Однако, молодые люди продолжали сменяться один за другим. Они были одинаково одеты и вообще очень похожи, возможно своей общей чертой – удаленностью от умения мыслить. В общем, мне они казались все на одно лицо. Со временем количество похвал и обещаний в мою сторону поубавилось, а нотки приказа в просьбах усилились. Теперь меня заставляли работать, сразу в двух, часто независимых направлениях и я, при всех своих способностях окончательно забросил собственные исследования, набирая материал на докторскую диссертации, пока моя кандидатская продолжала пылиться на полке. Мне элементарно перестало хватать времени. Но я все равно все чужое тянул на отлично. А спустя примерно пять лет моего труда раба, случилось то, что в соответствии с законами психологического давления, должно было когда-то случиться – наступил кризис отношений. Перед защитой очередного дуралея, со мной неожиданно что-то произошло, я ворвался в кабинет к зав.лабораторией и со свойственной мне точностью высказался, называя вещи своими именами…
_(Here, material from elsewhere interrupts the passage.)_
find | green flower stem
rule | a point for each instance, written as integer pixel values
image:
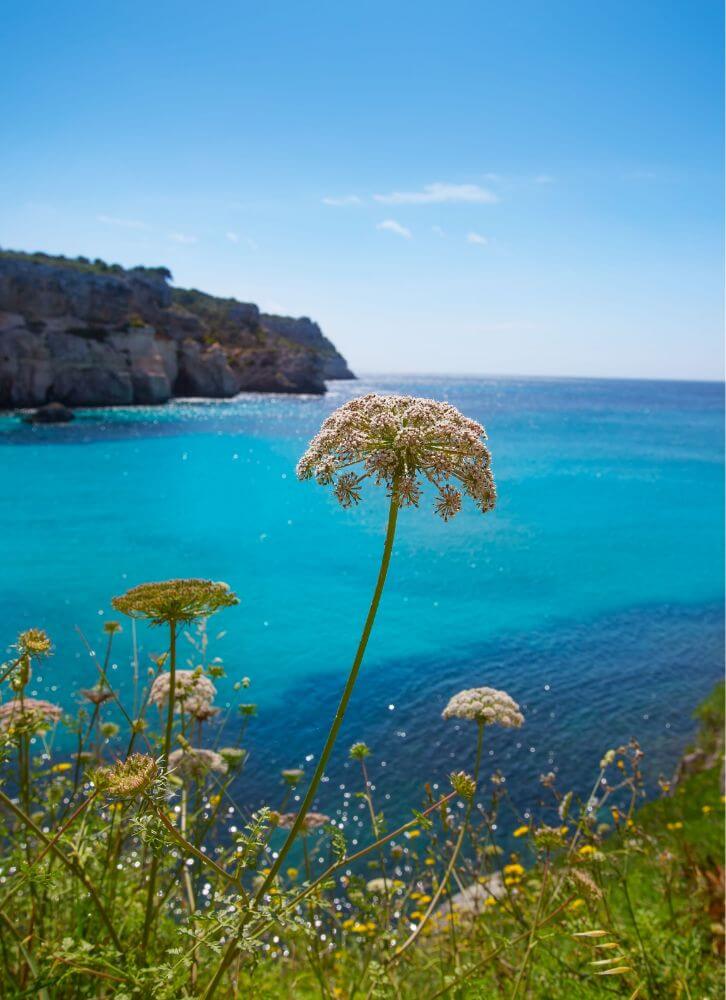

Травить меня начали в тот же день, непосредственно с обеда в столовой нашего НИИ. Чуть позже, как следует подготовившись, развернули против меня настоящую широкомасштабную акцию. Надо ли говорить, что никто из моих кандидатских птенцов, как правило сразу после защиты назначавшиеся на солидные должности, не пожелал оказать мне помощь, В вскоре я остался вовсе без работы, едва сумев избежать увольнения по статье. С тех пор производственные отношение начальник-подчиненный навсегда ушли из моей жизни – как недопустимые для меня. Конечно, я пережил трудный период, но со временем все как-то утряслось. Какое-то время я трудился в удалении от моей специальности и призвания. Кем именно я работал – о, я стараюсь об этом даже не вспоминать. В последние же десять лет мои изобретения получили наконец ценовое выражение. А то ящик письменный стола со свидетельствами о моих изобретениях уже перестал закрываться. Я пользуюсь также некоторой известностью в определенных кругах и позволяю себе в основном уже не трудиться руками, а разрабатываю теоретическое обоснование в том числе под определенные заказы, и являясь затворником, консультирую по телефону, последнее время не выезжая даже на главные эксперименты. Ну, а если, в виде исключения и соглашаюсь на подготовку диссертации, то делаю это за очень хорошие деньги. На эти средства я и существую.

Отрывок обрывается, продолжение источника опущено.